お買い物 1



「男で過ごすったって、まず着るもんなんとかしねえとだな」
 捻挫していた足も晴れて完治し、渋い顔をした土方の眉間の皺にも慣れた頃、突然千鶴は土方に呼び出された。用件をまとめるとつまり、
「服買ってこい、金は出してやる。ただし、出世払いだ。その分働いてもらうからな、その点は勘違いすんなよ」
 と、断る術を与えられずにクレジットカードを持たされ、突然身の回りの用意をするように命令されたのである。男物の服ってどんなのだろう、千鶴は父親の服ならば買い物に出たことはあるが、さすがに若者との相違があるだろう。ということは、若者のことは若者に聞けばいい。千鶴は平助を探して家屋の中を歩いてみたが、今日は出かけているようだ。もしかしたら道場の方で稽古をしているかもしれない。そうしたら邪魔できないし、やっぱり一人で行くべきかと玄関で靴を履いていると、千鶴が開くより先に玄関が開いた。
「ただいま……あれ、千鶴ちゃん? どこか出かけるの?」
「総司、玄関を塞ぐな」
 両手に荷物を抱えた沖田と斎藤が、帰宅したところだった。二人が持っているのは買い物袋…などではなく、重そうな筋力トレーニング用の道具ばかりだ。何kgあるのかは知らないけれど、ダンベル二つ三つを軽々持つ様はやはり男の子なのだと千鶴は驚嘆した。それと共に、千鶴も早く持てるくらい役立つようになりたいと思った。
「どうぞ」
 沖田の言葉に答えるかどうか一瞬迷ったが、重そうな荷物を置く方が先だろう。場所を譲るように立ち上がって玄関の脇の壁に出来るだけ身を寄せる千鶴。
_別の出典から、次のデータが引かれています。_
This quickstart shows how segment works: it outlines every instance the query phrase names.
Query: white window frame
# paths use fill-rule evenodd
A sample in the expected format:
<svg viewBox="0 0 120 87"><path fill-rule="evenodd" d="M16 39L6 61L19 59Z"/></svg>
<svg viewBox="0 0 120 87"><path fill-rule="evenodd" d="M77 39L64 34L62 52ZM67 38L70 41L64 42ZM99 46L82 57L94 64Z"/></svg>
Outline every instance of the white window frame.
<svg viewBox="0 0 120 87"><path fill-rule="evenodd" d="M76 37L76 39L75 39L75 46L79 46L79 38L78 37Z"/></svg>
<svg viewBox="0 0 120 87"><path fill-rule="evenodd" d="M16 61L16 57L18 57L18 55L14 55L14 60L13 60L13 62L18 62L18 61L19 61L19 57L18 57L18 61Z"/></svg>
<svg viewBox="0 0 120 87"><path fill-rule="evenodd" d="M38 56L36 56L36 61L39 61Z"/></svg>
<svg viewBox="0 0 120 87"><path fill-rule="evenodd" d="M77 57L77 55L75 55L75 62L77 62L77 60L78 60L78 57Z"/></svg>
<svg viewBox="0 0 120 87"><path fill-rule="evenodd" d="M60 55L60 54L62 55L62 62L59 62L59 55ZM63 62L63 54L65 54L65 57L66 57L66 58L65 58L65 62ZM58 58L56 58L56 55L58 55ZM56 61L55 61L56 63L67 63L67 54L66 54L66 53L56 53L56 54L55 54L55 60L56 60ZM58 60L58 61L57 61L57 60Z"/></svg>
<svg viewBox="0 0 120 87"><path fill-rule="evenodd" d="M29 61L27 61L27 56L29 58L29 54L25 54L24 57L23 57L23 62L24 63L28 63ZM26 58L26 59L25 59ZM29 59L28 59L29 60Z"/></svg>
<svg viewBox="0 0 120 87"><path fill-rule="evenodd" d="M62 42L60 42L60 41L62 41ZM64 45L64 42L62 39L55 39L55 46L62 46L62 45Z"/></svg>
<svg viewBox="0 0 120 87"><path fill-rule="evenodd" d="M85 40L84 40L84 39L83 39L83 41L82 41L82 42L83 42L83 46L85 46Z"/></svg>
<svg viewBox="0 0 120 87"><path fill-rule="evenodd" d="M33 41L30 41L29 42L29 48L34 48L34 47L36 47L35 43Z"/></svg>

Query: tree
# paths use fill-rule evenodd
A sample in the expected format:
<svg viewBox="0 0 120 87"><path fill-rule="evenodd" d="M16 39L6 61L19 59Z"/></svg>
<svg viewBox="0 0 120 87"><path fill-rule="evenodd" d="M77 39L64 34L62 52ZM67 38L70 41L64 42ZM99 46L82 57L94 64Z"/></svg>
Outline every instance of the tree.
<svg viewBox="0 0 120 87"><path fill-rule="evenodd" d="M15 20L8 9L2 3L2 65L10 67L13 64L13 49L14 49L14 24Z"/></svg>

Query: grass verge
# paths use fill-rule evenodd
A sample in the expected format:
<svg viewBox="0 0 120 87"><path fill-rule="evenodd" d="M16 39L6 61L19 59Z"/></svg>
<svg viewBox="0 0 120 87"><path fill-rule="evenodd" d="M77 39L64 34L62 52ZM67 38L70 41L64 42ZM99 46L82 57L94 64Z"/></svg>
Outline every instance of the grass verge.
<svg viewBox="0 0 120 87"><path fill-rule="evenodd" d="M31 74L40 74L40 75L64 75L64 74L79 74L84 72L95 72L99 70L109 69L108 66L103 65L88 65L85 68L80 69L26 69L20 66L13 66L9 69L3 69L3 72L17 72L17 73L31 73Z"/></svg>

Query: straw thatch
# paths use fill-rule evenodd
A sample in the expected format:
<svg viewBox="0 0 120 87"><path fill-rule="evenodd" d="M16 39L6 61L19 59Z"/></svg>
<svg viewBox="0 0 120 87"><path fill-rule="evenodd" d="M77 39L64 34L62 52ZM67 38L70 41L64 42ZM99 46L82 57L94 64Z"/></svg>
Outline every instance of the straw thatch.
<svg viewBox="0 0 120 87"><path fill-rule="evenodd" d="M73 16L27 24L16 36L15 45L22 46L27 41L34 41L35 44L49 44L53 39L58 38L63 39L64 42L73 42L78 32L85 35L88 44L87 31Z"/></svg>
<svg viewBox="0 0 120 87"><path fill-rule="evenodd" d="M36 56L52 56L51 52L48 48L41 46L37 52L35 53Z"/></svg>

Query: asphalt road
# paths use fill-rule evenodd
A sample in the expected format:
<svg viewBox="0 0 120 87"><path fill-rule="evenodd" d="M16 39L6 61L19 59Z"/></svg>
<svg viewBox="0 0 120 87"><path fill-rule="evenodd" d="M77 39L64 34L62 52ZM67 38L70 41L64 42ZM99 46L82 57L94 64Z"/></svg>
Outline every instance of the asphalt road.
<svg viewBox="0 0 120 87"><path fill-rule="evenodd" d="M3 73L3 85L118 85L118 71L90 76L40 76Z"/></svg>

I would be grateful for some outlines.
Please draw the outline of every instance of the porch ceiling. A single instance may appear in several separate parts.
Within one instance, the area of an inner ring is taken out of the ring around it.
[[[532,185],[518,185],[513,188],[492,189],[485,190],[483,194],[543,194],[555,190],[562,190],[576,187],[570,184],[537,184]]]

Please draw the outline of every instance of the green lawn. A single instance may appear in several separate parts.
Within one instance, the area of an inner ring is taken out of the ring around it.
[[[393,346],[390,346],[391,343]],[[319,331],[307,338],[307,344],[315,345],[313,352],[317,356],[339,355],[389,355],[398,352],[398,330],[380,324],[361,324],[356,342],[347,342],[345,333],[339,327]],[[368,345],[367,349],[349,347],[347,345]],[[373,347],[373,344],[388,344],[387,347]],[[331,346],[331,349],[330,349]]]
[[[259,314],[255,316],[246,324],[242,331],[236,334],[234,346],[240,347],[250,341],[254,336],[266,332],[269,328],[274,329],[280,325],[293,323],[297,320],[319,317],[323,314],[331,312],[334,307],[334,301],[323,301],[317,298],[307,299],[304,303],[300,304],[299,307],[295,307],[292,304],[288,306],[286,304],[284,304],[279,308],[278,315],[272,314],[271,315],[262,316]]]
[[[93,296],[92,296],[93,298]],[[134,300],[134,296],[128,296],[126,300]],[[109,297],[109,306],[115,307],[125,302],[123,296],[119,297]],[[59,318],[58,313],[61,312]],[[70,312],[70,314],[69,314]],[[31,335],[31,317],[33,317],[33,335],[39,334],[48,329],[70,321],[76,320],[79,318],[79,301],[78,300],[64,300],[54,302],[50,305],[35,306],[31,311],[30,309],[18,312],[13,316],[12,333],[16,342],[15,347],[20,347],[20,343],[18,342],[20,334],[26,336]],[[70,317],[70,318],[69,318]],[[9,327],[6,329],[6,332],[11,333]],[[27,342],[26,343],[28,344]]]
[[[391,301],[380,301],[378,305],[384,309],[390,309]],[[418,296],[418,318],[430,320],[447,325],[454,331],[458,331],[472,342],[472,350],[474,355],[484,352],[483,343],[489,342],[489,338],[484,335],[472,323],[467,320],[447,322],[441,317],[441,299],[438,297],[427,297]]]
 床を傷つけないようにと、慎重に器具を置いた沖田と斎藤にようやく千鶴は答えた。
「土方さんから男物の服を買ってこいといわれたんです」
「あ、そうか。そうだよね」
 無遠慮に千鶴の上下を眺める沖田と違って、斎藤は一瞬だけ視線を千鶴の衣服に向ける。
「確かに、女物の服を着ている男はあまり多くは無いな」
「だから買いに行こうと思ったんですけど」
 思わず語尾に接続語をつけてしまったのを、沖田は見逃さなかった。
「けど? 何か問題でもあるの?」
「男物の服って言われても、どんなのを買ったらいいのか解らないんです。父の服ならまだわかるんですが」
「なるほどな」
 斎藤が少し表情を和らげながら、千鶴の言葉に相槌を打った。とはいえ、まあ買い物なら一人ででも出来る。千鶴は「それじゃあ、いってきます」と会釈をして玄関を出ようとする。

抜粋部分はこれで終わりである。